The paramedic said that round foods can fit perfectly into a child’s esophagus and completely block the airway.
The solution is to modify the shape of the food, and it can be modified by cutting it into quarters or crushing it flat.
“Prevention is key,” Nikki said, explaining that even if the modified fruit gets stuck in a child’s airway, there is still room for oxygen to reach the lungs.
“If your child becomes choking and their airway is completely obstructed, you must perform first aid for choking immediately.”
Australian parenting organisation, Tiny Hearts Education, has shared a simple trick for parents to test if a food is safe for their child to reduce the risk of choking.
A video showed foods such as avocados and soft cheese being easily crushed, while harder cheeses, apples and cucumbers were firmer and therefore more of a choking hazard.
13 most common choking hazards for young children
3. Doritos and corn chips
4. Grape and cherry tomatoes
6. Sausages and sausages cut or cut into cone-like shapes
7. Cut the meat
8. Watermelon slices
9. Big berries
10. Chewing gum, lollipops and gum balls
11. Little dolls
12. Raw carrots and apples
If you eat one of these foods and a child asks for some: modifyAnd substitute or spend.
modify By crushing, blending, steaming, chopping, or grating food to make it safe to eat.
If the food item cannot be modified into a safe and developmentally appropriate form, substitute for something similar.
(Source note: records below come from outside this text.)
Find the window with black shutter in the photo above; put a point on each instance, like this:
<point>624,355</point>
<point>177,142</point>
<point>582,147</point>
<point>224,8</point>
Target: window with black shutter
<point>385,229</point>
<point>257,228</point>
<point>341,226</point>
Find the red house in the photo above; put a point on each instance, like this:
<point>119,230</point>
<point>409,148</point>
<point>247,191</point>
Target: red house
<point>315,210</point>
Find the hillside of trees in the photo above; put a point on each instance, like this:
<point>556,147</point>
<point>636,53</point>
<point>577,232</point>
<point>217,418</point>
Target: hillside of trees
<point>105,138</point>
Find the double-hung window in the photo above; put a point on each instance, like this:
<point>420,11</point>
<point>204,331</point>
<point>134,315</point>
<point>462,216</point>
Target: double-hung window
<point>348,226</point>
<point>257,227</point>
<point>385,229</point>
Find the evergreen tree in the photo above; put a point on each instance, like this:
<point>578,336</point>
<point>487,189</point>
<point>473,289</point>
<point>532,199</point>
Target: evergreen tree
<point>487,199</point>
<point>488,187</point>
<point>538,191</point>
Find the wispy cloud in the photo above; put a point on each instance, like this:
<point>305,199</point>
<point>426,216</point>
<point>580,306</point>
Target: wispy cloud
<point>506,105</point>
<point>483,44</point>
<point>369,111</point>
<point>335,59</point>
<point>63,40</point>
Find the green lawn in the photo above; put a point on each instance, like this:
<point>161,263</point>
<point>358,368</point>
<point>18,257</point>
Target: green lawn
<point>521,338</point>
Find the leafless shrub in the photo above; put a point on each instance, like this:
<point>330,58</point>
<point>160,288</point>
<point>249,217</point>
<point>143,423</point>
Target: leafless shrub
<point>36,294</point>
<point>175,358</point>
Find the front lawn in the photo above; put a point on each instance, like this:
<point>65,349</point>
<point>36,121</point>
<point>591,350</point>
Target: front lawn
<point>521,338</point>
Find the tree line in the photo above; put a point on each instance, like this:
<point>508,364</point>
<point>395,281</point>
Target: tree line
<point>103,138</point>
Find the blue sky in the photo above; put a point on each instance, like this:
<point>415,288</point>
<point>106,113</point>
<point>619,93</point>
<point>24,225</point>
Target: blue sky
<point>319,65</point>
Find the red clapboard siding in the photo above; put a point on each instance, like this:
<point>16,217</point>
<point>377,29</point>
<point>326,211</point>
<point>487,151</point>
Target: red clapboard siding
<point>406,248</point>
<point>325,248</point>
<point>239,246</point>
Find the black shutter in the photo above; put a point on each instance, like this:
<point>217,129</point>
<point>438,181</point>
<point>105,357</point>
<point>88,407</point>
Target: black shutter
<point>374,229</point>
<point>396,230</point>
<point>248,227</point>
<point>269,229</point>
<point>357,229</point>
For example, replace popcorn with baby corn crumbs, and replace peanuts with a thin layer of peanut butter on something.
If the food cannot be modified and you cannot find a suitable substitute, spend Give them something else and delay serving them food until they grow up and are more able to chew and swallow as they grow.
source: Teaching little hearts
Nikki has previously revealed which seemingly innocuous household objects pose a lethal danger to babies and children, including one item that almost every child is obsessed with.
Nikki has issued a warning to parents across Australia and explained how to keep your children safe.
Items include bathroom plugs, unlocked furniture and phone chargers, as well as dishwashing tablets — which young children are often mesmerized by.
“Dishwashing tablets look like candy to young children and can cause poisoning,” Nikki explained.
Instead of storing them in your cupboard under the sink — a place they’ll often find toddlers crawling and walking — she recommends instead keeping them up.
The mom-of-two also recommends that the simple “crush test” is a quick way for parents to test if a food is safe for their child.
“Parents can pinch food between their index finger and thumb to mimic the pressure of toothless gum,” Nikki wrote on Facebook last year.
If the food crunches easily, it is probably safe for young children but if it remains firm, it should be modified by mashing it, cutting it into very small pieces, substituting it or avoiding it to reduce the risk of choking.
The post was accompanied by a video showing foods such as hard-boiled eggs, avocados and soft cheese being easily “crushed” while harder cheeses, apples and cucumbers were firmer and therefore presented a greater choking hazard.
“Saying that, anyone can choke on anything, so knowing what to do is very important,” Nikki added.
The paramedic reminded the parents to remember the “five to stay alive” technique to use if the child begins to choke.
“Five blows to the back, followed by five thrusts to the chest over and over until the obstruction is removed, an ambulance arrives and takes over, or he is unconscious and needs CPR,” she said.